In this article, we are going to talk about the Tensor Processing Unit (TPU). A custom-designed processor created by Google for machine learning and Deep learning task. We will talk about why google created TPU, How TPU is different from CPU and GPU., and so on…
What is TPU?
TPU is an AI accelerator, Application-specific Integrated Circuit (ASIC) developed by Google, specifically for AI-related tasks such as Machine learning, Deep learning, and Neural networks. TPU is not a generic processor so any model other than the Tensorflow model will not run on it.

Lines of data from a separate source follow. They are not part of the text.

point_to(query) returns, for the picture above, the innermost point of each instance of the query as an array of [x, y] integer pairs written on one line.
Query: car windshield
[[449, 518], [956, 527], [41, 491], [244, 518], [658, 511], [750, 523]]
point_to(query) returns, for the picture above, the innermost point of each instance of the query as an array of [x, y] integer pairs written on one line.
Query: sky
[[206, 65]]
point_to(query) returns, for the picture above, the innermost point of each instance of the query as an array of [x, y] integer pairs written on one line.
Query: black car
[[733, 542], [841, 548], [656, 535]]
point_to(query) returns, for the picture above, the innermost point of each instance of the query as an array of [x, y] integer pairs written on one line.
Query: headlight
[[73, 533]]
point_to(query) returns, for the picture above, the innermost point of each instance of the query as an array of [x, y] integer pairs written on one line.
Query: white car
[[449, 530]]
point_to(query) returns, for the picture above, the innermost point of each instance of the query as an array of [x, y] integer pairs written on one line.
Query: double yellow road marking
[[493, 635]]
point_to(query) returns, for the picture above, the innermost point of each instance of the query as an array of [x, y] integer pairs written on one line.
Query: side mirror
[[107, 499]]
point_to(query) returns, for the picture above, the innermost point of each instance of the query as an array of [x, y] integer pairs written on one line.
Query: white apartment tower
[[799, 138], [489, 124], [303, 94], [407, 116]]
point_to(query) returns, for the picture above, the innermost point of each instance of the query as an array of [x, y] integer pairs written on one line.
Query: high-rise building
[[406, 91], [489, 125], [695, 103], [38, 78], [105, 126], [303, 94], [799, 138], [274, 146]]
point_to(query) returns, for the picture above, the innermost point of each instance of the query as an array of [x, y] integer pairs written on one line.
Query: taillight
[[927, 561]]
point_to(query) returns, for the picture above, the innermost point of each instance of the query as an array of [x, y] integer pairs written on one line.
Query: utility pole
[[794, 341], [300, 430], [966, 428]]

As its name suggests it’s very powerful in dealing with tensors (any mathematical objects that can be used to describe physical properties, just like scalars, vectors, or matrices).
When was TPU introduced?
TPU was introduced in May 2016 at Google I/O but they were using it internally from 2015 in their data centers for their own products like Google photos, Rankbrain, and translate, etc. TPU was made available for third-party use in 2018, as part of their Cloud infrastructure or by offering a smaller version of the chip for sale.
What led to the development of TPU?
The demand and progress of AI and machine learning are growing very fast. Almost every sector is now using artificial intelligence and machine learning to improve its performance. But our conventional processor is not good enough in handling this effectively. They could be expensive and they consume lots of power and time for an operation. Which led to the development of TPU which is specifically designed for this purpose only.
Read more – Difference between CPU and GPU
How TPU works?
The major reduction of the TPU is Von Neumann’s bottleneck since its primary task is matrix processing. Inside the TPU there are thousands of multipliers and adders connected to each other directly to form a large physical matrix of those operators known as systolic array architecture. There are two systolic arrays of 128×128 in Cloud TPUv2 aggregating 32,768 ALUs for 16 bit floating values in a single processor.
Systolic array works executes neural networks calculations in these 3 steps
- First, all parameters are loaded from the input in a matrix of multiplier and adders
- After that, all data is loaded from memory
- Then, the result of every multiplication operation is passed to the next multiplier while taking summation at the same time. The output is then given as the summation of all multiplication results of data and parameters.
To keep this article simple we have not discussed the working of TPU here, in detail. Instead of that, we have created a separate article for that where we have compared TPU, CPU, and GPU and discussed how TPU works in detail. You can read this here “An In-Depth Exploration On TPU Working“
How much does a TPU cost?
TPU is not something that you can buy and plug into your CPU (not talking about the processor) as we do with GPU. TPU can be used only through Google Cloud Platform (GCP) or through their notebook (Kaggle & Colab). TPU is not too much expensive to use, you can start using it from just a few dollars
This is the pricing of TPU service in the US, if you use preemptible it will be a lot cheaper for you. Preemptible is a google service in which they let you use their spare VM instances or VM instances that are currently not in use. Preemptible VM automatically stops after 24 hours or can be stopped by google if they need those remaining processors too. You don’t want to use preemptible service if your app is not fault tolerance or it won’t work on batch processing.
If you need even more computation power then you can use TPU Pod, There are two pods one is a set of 512 TPU v2 cores and has a clock speed of 11.5 petaflops(flops-> floating-point operation per second). And other is a set of 2048 TPUv3 cores and has a clock speed of 100+petaflops. Depending on your need you can choose the service. You can see the price of a different Cloud TPU pod
Anyway, we generally don’t require TPU, TPU is required only when you have a really massive amount of data and require really high computation power. Also if you require prediction with high precision(like in medical case) then TPU will not be ideal for you since it works on 8bit architecture, it compresses the floating-point value with 32-bit or 16-bit to 8bit integers using quantization. Generally, the loss of accuracy is not so significant and works in many cases. But I guess in few domains like medical and scientific research it won’t work.
TPU (Tensor processing unit) is an ASIC (Application-specific integrated circuit) processor developed by google. TPU is developed for the only tasks related to Deep Learning and machine learning, so any model other than the Tensorflow model won’t run on it. Training model on TPU is cheaper and consumes less power and time than GPU and CPU. TPU should be used only if you have a very large dataset or need very high and fast computation power.